For many people, Sundays are a day of calm and serenity. It’s a day to hang out with the family, read a good book, take a bubble bath, attend worship. As a teacher, however, I dread Sundays. They are a reminder of what I “should” be doing: grading papers, uploading scores, writing lesson plans, editing student work, creating assignments, responding to parent/student emails, reading educational articles. The list goes on and on. For years, I have fallen into the “should” trap.
I am not sure how or when I got it into my head that I need to be working on Sundays. My work is never-ending- always something to fine-tune, a better plan, a more-recent article. I could literally drive myself crazy in trying to achieve perfection. For this alcoholic, I am setting myself up in a dangerous trap. In fact, we talk about how we need to work on progress not perfection. So while I say this in meetings, how I live is entirely different.
I am happy to report, though, that in recent weeks, I’ve decide to shed the “should” skin. Life is too short. Being sober has afforded me the ability to see where I can improve and in what areas of my life. Sadly for my employer, my job is at the bottom of the list.

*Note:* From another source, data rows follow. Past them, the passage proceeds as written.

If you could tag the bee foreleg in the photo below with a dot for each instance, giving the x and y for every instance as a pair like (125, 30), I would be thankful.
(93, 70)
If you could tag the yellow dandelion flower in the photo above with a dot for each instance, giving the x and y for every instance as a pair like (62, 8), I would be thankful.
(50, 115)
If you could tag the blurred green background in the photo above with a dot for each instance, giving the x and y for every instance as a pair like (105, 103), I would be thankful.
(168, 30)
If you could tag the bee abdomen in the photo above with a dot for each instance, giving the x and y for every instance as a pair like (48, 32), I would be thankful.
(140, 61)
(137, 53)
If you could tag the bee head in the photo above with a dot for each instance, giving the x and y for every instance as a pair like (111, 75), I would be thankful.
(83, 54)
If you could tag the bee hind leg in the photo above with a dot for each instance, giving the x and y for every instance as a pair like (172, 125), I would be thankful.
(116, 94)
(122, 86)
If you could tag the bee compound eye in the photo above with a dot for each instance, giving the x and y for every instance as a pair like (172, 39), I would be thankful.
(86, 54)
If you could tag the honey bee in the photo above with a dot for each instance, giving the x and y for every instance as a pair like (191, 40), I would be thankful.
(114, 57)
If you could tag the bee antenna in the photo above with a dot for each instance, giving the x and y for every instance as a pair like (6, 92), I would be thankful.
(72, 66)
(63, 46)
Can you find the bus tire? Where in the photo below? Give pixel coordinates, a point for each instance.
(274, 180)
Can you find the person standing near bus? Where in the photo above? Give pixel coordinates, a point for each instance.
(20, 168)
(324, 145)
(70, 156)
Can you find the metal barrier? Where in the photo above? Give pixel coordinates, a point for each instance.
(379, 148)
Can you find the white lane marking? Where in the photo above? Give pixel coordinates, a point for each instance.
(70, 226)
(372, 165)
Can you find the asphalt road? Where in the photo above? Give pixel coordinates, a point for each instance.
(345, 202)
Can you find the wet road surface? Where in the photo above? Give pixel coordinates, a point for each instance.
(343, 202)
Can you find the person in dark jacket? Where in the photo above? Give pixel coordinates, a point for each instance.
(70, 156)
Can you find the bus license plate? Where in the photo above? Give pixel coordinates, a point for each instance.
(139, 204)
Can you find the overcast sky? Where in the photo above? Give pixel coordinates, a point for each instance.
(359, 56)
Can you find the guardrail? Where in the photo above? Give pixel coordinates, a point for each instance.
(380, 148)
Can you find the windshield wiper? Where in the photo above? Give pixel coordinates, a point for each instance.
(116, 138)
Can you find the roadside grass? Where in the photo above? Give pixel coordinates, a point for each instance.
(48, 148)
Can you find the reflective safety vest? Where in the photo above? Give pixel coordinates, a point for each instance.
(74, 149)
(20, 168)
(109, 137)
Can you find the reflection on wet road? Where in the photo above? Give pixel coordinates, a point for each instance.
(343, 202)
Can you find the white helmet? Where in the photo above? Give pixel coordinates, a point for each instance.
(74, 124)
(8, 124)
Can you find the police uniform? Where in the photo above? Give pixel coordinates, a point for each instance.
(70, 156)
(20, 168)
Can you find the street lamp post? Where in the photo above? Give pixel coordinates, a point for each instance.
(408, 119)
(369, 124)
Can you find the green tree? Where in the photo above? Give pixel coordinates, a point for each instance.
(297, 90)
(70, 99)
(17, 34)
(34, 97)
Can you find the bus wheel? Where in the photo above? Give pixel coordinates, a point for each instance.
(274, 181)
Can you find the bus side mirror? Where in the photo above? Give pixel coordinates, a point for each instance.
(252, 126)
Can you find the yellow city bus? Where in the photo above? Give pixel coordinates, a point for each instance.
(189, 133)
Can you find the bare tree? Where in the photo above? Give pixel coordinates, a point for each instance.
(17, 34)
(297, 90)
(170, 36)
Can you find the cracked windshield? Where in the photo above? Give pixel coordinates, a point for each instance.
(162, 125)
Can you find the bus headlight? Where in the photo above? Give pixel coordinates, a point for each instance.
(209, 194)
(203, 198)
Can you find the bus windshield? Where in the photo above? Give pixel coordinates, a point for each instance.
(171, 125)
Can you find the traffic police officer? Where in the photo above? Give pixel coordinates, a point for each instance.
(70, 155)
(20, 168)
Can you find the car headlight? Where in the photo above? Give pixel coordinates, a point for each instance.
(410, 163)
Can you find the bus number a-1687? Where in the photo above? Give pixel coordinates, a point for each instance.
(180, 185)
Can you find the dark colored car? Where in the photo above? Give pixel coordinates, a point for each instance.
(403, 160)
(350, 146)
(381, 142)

Now before you go blowing the horn on “What about the children?”, never fear. This isn’t about them. This is about me learning how to become mindful, to live with some sort of balance, is set boundaries, to appreciate my new life on life’s terms. Those papers will still be there for me to grade on Monday. In fact, the better care of take of myself, the better mood I am in. The kids will reap that benefit.

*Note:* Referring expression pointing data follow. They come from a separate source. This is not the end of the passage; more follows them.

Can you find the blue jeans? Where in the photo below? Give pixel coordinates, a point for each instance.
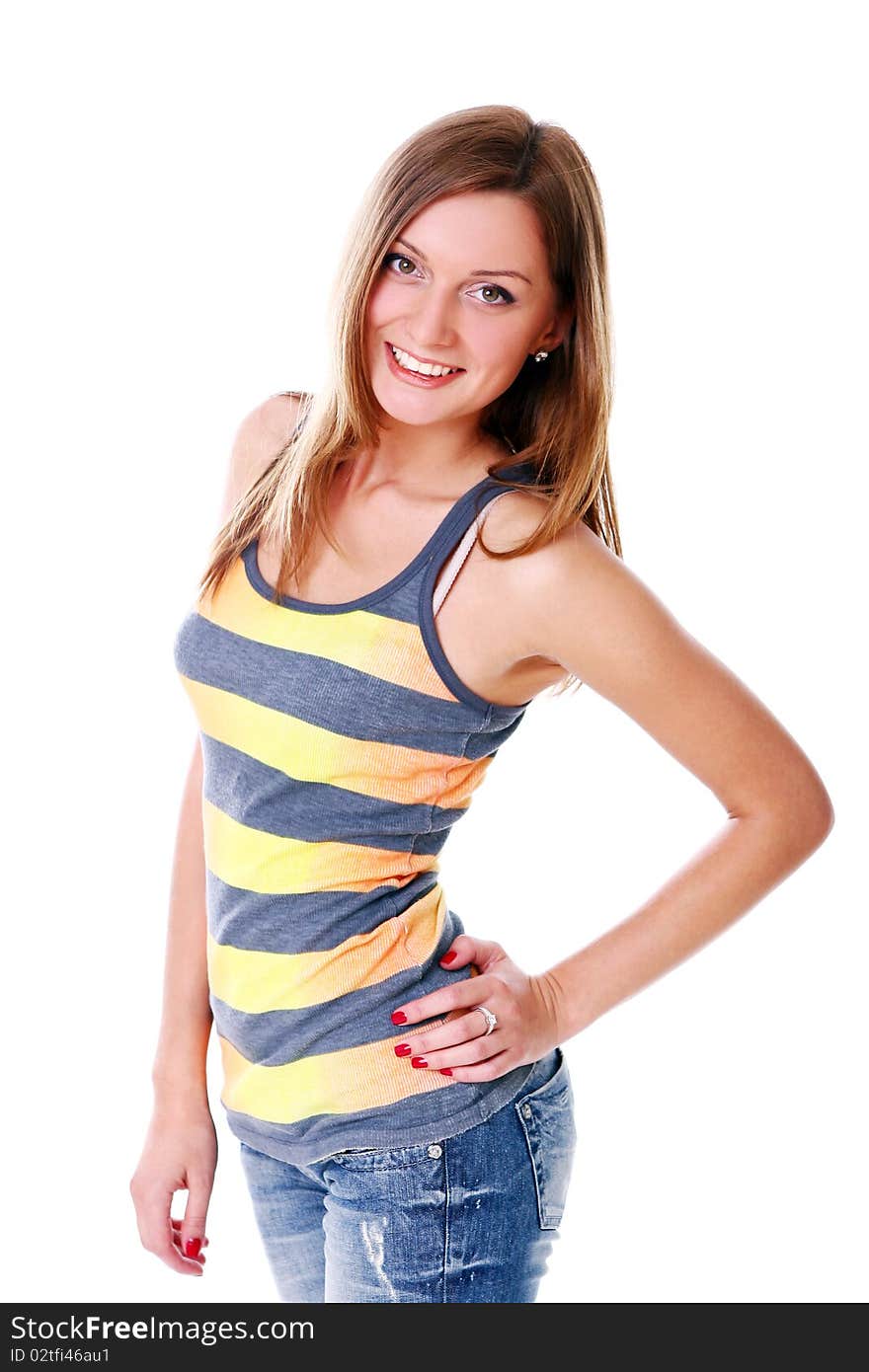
(467, 1219)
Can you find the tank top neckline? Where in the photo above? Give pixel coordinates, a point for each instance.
(456, 510)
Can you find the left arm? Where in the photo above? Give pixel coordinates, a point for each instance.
(596, 618)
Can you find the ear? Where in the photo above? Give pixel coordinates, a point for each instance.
(558, 330)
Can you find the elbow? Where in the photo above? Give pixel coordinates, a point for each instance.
(801, 813)
(808, 816)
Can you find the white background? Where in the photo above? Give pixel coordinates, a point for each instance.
(179, 179)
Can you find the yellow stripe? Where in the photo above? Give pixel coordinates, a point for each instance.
(308, 752)
(386, 648)
(275, 866)
(259, 981)
(331, 1083)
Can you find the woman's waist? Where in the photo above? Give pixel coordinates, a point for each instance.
(386, 962)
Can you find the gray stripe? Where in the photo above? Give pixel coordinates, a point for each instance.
(275, 1037)
(266, 799)
(308, 922)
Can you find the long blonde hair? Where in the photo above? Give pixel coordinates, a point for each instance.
(553, 415)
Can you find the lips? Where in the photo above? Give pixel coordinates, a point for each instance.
(416, 377)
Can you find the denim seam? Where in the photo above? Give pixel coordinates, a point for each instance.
(446, 1231)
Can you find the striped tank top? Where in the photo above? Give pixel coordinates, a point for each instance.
(340, 748)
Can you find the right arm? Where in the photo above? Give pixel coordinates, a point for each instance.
(180, 1150)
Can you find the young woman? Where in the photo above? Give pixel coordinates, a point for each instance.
(357, 653)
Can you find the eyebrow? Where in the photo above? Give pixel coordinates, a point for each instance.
(477, 270)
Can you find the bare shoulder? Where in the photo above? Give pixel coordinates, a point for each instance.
(259, 438)
(555, 586)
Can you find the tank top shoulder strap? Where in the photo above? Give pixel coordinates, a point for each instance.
(520, 474)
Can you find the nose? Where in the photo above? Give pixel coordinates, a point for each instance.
(432, 320)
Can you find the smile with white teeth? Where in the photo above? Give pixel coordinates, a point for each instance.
(412, 364)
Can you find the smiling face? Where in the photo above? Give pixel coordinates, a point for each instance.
(465, 285)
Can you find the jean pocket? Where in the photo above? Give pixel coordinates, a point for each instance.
(389, 1160)
(546, 1118)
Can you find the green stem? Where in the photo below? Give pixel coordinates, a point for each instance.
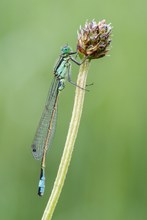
(69, 144)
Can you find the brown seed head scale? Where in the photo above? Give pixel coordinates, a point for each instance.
(94, 39)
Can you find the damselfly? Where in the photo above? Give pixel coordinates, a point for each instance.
(47, 124)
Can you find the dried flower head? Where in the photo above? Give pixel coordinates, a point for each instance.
(94, 39)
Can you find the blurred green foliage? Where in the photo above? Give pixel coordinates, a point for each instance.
(107, 178)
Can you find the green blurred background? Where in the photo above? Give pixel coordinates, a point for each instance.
(107, 179)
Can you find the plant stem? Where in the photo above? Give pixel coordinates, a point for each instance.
(69, 144)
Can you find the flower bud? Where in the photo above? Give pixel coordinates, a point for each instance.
(94, 39)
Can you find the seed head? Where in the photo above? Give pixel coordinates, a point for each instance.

Learning this isn’t easy. I have had to, many times, remind myself that I am worth the time off. I do not need the demons bouncing around in my head to tell me that I “should” be doing something MORE productive. How do we measure the level of productivity anyway? It’s generally by someone else’s standards which really don’t apply to me.
No, my Sunday “job” is to clear my mind, breathe deeply, smile, appreciate the wind on my face, play with my kids, talk with my husband. It’s to quit worrying about what society thinks I ought to be doing and to engage in what I’d like to be doing. When I live in the “should” mode, I’m not really living. I am going through motions that someone else (although I can’t pinpoint who…) has determined for me. This is one of the rare times that as an alcoholic, I can take control and say no more. Sometimes, Sundays are just days to hang out- to think about what I’d like to plant in my garden this spring. It’s to engage in mindless reading but sometimes some substantial reading- not in the field of education- but in the field of self care. It’s so important that I don’t get too caught up in external that I forget about the internal.
Today, my day consisted of some morning worship, a stroll around our property, a two on one basketball game with my sons, and some light reading. This is far more nourishing than plowing through 40 papers only to have students turn to the grade and ignore the feedback I provided. Like I said, the papers will be there tomorrow.
Each day of sobriety is new for me. Learning self care and how to shed the “shoulds” are unchartered waters, but they are vital to my sustenance. As long as I am doing the next right thing, I can still put my head down, breathe and thank my HP for one more day.